I suggest we try to make this measurable by having a weekly prayer plan for each of the people we are discipling. Even having something as simple as a note-card with thoughts to pray for them can make a major difference. I think a helpful principle to remember here is: “Talk to God about them before you talk to them about God.”

When you are making disciples, there will be times you feel helpless. Let this feeling drive you to your knees.


The best leadership happens when there is disciplined thinking. Without good thinking we can end up issue managing, and responding rather than leading.

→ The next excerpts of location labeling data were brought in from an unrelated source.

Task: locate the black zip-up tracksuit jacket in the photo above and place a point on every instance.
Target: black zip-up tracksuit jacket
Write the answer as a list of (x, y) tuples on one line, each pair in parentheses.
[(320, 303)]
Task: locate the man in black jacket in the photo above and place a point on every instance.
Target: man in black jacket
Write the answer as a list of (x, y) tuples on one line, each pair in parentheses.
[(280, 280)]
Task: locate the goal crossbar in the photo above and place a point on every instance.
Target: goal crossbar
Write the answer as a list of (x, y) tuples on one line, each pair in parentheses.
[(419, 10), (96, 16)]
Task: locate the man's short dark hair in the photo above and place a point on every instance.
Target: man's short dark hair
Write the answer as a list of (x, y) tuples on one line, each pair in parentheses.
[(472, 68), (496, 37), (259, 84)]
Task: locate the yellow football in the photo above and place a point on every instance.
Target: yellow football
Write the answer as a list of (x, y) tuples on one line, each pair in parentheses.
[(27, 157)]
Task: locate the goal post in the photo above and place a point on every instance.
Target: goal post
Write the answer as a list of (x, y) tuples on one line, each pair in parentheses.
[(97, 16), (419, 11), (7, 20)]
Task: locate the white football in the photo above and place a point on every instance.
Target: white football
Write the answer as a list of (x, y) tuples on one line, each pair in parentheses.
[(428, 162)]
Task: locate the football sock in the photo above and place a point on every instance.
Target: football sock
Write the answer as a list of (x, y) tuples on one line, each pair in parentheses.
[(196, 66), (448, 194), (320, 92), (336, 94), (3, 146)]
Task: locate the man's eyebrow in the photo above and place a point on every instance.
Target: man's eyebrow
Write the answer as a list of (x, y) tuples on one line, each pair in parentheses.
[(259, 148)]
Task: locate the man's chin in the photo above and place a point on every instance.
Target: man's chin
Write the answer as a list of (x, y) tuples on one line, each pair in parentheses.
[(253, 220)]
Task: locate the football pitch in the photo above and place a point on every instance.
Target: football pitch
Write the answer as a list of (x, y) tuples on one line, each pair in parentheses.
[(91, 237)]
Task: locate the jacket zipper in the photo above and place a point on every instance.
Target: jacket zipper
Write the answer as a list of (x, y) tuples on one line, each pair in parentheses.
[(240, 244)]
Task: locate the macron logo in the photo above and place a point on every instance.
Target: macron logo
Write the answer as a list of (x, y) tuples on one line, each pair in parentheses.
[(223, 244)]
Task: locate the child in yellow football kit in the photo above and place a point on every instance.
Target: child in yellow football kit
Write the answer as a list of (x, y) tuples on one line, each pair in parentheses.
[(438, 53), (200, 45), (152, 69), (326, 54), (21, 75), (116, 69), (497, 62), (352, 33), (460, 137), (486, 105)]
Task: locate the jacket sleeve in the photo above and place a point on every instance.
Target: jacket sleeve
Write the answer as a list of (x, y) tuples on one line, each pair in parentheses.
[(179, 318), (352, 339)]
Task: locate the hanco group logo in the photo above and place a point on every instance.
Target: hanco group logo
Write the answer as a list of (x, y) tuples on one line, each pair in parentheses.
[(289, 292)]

When we take time away from our disciples to think for what their next step is, we give a lot better leadership than if we only try to lead intuitively.
Good thinking occurs when we make consistent observations of our disciples and take the time to consider what this data means.

Asking yourself the following set of questions will give much clarity and direction to your leadership:

  1. Where am I taking them?
  2. Where are they now?
  3. What is the next step?


A truth that has taken me years to fully believe is: “People don’t care how much you know until they know how much you care.”

Many of my discipleship relationships in the past were full of so much teaching and lacking in so much love. How could I miss this?! Jesus makes it so clear that love is crucial in His church. (John 13:34-35).

Rather than being overly concerned about teaching my disciples, I instead need to be overly concerned with loving them. What does this look like?

True love is built off of full knowledge of a person and full acceptance of them, no matter what you know about them. Does your disciple feel rejected because they messed up? Or do they feel loved and drawn near by you?


Do you want the people you are discipling to be servants to those around them? The best way to teach them to be servants is by serving them (Mark 10:45; Phil. 2:3-8).

Even Jesus wasn’t above serving others. In fact, it was a major value and strategy of His in His discipleship (Luke 22:27; John 13).

Just like Jesus, we need to serve our disciples even when they don’t deserve it, notice it, or say thank you for it. This is what it means to disciple like Jesus did.

So, calm down and pray for, think for, love, and serve your disciples.